There’s a phenomenon known as ‘fridging’, which refers to the tendency of female characters in films and other media to exist only so they can be murdered or otherwise brutalised by the bad guys in order to motivate the hero for the rest of the story (the title comes from a mid-90s issue of Green Lantern in which the title character comes home to find his girlfriend’s corpse stuffed in the refrigerator). It’s a trope we seem to be moving on from, but it is very noticeable that the main plot function of most of the women in A Man Apart (maybe not the scantily-clad dancers) is to be fridged. It’s that kind of movie – driven by the protagonist’s need for revenge – but Jacqueline Obradrors’ character is so obviously just there to be offed that you never really buy into their relationship, so it all feels very formulaic.
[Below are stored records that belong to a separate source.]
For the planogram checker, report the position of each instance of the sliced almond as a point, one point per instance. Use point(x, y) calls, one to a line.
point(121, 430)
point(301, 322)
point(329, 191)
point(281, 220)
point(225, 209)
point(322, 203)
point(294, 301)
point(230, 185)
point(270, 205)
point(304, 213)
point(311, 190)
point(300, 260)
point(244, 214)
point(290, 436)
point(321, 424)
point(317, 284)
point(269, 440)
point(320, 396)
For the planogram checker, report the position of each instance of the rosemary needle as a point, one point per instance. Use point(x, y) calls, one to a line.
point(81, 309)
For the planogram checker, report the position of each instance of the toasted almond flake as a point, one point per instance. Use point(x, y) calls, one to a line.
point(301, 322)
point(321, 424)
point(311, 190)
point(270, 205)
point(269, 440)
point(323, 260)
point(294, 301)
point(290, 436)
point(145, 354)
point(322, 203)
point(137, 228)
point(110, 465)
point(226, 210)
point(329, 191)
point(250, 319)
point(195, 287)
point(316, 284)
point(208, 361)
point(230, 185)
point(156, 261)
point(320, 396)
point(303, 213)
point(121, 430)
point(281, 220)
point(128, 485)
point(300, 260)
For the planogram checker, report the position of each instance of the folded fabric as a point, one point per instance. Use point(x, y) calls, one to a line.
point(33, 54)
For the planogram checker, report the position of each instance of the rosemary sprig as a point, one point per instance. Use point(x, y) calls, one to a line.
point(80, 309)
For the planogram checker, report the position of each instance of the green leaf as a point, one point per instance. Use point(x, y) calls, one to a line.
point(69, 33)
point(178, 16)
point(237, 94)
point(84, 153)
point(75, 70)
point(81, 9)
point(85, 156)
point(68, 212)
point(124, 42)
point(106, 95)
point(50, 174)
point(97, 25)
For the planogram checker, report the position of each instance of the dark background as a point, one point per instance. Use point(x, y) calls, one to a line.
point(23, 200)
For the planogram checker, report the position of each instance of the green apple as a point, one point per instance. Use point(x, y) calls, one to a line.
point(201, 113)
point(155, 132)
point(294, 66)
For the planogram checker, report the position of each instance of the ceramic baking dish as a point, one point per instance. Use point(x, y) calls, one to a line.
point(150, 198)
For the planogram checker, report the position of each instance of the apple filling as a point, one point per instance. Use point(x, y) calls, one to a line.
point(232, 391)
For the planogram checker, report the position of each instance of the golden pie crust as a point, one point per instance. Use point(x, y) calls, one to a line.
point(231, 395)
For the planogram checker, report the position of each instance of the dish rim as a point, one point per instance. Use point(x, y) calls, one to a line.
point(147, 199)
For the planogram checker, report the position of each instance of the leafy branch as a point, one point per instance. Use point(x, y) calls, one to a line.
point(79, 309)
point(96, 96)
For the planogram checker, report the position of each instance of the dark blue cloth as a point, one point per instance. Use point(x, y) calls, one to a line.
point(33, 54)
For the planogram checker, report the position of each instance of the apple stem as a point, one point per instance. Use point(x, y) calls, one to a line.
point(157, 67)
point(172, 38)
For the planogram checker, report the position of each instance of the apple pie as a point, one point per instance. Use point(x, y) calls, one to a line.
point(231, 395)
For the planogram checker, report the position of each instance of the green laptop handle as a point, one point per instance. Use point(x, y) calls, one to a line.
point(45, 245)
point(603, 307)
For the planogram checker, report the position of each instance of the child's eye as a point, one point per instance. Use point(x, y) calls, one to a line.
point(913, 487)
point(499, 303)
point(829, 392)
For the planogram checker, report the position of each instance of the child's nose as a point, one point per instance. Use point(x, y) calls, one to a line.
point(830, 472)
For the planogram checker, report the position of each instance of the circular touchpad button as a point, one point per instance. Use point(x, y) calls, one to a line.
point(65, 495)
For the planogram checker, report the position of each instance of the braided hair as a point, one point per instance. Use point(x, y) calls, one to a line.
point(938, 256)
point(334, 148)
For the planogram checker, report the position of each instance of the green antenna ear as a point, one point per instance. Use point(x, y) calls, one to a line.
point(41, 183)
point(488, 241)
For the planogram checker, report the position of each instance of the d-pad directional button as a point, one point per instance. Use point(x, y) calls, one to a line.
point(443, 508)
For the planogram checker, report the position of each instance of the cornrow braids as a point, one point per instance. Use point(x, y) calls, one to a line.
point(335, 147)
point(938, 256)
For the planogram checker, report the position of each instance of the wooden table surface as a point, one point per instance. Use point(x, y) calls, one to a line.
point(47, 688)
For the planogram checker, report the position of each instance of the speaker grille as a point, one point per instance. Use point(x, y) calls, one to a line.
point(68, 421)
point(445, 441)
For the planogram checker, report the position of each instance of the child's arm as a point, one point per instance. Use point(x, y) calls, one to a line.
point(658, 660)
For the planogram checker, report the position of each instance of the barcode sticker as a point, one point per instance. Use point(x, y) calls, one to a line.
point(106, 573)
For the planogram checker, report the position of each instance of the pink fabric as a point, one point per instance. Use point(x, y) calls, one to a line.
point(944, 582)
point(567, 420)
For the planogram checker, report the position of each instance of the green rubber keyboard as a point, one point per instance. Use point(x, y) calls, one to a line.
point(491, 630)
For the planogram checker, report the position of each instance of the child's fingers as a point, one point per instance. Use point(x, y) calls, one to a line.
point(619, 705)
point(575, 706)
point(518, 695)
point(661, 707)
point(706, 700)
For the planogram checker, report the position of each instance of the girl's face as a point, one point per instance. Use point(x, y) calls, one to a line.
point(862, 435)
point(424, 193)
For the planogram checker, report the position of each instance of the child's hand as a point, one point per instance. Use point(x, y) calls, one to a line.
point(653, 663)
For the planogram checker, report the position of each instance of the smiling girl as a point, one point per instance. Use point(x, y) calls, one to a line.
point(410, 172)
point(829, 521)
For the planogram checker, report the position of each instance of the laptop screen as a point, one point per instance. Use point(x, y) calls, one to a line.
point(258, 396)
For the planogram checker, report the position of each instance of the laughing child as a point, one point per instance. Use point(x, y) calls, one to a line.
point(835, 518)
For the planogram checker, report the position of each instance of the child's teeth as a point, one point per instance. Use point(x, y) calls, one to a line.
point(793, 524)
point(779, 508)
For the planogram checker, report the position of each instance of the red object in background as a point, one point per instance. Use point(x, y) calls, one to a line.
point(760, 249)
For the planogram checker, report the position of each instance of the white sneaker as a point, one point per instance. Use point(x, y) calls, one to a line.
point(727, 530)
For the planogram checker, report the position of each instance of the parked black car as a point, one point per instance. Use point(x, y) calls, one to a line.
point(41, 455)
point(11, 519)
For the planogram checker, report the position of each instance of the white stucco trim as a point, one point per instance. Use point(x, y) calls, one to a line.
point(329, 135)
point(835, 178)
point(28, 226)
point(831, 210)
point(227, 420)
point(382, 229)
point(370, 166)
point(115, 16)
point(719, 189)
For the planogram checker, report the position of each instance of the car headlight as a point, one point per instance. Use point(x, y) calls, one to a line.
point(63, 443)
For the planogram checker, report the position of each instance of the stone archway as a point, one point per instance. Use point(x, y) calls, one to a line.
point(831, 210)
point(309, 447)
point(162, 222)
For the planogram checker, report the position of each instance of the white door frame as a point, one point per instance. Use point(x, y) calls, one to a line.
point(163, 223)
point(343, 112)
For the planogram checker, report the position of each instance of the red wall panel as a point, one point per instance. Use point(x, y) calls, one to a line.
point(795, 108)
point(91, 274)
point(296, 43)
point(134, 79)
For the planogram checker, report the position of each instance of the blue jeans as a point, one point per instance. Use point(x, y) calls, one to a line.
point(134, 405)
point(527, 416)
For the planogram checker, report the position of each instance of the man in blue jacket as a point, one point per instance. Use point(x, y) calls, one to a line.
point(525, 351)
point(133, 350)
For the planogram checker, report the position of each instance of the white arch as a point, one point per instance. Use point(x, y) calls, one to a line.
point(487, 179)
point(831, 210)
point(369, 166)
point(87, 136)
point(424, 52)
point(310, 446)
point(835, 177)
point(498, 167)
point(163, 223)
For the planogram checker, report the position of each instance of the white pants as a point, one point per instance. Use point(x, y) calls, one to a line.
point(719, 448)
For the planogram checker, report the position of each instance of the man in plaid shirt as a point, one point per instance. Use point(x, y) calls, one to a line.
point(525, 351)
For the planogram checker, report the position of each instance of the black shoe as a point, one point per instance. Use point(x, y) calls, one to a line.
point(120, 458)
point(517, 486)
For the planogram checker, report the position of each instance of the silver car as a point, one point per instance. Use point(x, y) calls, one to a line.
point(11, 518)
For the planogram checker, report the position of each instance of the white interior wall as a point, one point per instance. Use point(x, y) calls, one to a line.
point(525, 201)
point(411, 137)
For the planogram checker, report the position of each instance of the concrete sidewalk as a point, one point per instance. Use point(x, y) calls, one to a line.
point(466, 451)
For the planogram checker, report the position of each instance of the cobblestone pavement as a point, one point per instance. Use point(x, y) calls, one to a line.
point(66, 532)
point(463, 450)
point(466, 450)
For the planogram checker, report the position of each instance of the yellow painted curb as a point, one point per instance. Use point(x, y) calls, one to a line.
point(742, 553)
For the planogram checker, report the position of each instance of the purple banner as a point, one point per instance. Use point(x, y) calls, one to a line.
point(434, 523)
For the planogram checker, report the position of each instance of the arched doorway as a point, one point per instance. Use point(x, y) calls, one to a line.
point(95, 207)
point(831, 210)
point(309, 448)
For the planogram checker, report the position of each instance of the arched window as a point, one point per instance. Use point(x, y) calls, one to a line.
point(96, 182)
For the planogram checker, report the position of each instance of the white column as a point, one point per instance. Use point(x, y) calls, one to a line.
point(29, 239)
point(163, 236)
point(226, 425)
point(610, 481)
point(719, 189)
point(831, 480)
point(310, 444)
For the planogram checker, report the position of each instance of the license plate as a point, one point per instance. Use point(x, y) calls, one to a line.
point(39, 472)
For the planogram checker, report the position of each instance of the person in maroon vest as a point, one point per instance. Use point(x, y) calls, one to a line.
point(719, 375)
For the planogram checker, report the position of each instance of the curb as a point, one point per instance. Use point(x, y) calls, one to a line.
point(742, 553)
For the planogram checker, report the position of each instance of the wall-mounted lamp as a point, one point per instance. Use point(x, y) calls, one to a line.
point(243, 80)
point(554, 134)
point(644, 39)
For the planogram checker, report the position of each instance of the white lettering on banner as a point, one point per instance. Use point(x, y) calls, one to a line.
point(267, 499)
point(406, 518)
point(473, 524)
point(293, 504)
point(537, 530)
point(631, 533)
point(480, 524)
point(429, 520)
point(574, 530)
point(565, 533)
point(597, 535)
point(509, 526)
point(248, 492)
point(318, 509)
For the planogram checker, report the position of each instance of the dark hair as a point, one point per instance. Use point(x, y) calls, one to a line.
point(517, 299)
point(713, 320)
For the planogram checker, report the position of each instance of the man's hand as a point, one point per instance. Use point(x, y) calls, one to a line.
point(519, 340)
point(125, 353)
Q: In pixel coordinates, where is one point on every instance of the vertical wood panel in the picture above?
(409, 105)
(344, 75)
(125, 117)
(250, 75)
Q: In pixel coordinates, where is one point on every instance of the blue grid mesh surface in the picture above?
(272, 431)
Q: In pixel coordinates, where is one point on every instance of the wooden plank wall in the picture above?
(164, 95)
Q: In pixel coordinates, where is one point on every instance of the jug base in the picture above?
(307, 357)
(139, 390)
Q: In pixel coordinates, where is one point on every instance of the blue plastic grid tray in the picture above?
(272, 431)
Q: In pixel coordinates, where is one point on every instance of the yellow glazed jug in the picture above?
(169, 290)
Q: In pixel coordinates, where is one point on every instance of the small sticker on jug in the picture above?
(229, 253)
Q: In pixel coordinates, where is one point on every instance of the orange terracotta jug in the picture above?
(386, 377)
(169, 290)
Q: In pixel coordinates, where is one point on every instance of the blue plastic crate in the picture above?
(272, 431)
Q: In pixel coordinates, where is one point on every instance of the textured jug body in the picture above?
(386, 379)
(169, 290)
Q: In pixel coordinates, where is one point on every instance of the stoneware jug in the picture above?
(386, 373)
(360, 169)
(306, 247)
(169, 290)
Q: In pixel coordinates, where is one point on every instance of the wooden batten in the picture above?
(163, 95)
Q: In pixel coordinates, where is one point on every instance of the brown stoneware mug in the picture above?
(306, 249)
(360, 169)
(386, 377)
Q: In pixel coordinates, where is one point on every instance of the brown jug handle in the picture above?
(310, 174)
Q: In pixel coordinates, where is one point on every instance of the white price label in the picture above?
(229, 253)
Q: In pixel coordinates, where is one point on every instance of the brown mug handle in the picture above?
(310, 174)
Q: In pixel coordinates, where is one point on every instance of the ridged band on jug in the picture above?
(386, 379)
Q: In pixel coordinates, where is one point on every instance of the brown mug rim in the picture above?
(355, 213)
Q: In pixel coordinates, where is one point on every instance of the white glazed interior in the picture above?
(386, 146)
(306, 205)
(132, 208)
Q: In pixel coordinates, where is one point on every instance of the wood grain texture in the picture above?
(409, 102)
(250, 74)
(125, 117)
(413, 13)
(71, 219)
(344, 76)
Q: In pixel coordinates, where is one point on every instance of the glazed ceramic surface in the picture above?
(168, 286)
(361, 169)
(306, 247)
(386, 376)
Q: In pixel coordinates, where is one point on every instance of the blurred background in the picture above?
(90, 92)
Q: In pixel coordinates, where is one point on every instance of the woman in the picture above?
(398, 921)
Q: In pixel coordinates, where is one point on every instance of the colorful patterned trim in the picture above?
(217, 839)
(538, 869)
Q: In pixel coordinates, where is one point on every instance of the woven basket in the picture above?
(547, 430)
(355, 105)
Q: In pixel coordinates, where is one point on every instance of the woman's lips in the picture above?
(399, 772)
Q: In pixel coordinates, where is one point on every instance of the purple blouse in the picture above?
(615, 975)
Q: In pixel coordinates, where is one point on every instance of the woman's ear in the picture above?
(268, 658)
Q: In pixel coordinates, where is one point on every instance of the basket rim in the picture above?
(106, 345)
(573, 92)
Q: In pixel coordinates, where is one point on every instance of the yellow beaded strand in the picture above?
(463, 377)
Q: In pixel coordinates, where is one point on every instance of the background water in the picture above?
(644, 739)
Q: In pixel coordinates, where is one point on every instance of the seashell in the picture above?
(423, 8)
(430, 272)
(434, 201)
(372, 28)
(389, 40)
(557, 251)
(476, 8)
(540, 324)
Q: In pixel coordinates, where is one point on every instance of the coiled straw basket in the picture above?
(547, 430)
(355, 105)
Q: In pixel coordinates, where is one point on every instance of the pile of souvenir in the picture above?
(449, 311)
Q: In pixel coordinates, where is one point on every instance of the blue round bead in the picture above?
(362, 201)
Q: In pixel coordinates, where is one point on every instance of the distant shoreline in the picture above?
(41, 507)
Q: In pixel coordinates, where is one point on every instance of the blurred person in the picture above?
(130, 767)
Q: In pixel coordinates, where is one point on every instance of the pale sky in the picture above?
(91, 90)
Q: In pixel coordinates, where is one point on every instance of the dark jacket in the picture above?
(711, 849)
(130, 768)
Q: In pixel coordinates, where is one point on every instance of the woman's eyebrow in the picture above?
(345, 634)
I’ve discussed in the past the difference between Escapist and Reminder forms of entertainment and the problems which can ensue when film-makers get the balance between them wrong or otherwise mix them up. In the end, most of the problems with A Man Apart arise from the fact that the film’s tone and setting are inescapably quite grim and depressing, and concerns serious social problems and issues, while the plot itself is shallow and simplistic, a-man’s-gotta-do stuff. The conclusion of the film attempts to subvert expectations and suggest some kind of moral victory for Diesel, but you just end up thinking what a weak climax it is after all that has gone before.

Now, having said all this, and bearing in mind I come here to praise Vin Diesel, not bury him, he is still very watchable in this movie: he passes the test of a genuine movie star by still having genuine presence and charisma, even in a bad film. One wonders exactly why it is that he has struggled so badly so sustain a career outside of one or two franchises (you know the ones I mean): is it simply that he really is as limited in his range as his choice of movies would suggest, or just that there’s something about him which has led to his being typed so badly? Whatever the answer, A Man Apart is not going to change anyone’s mind about Diesel and his career: this is a thorough-going dud.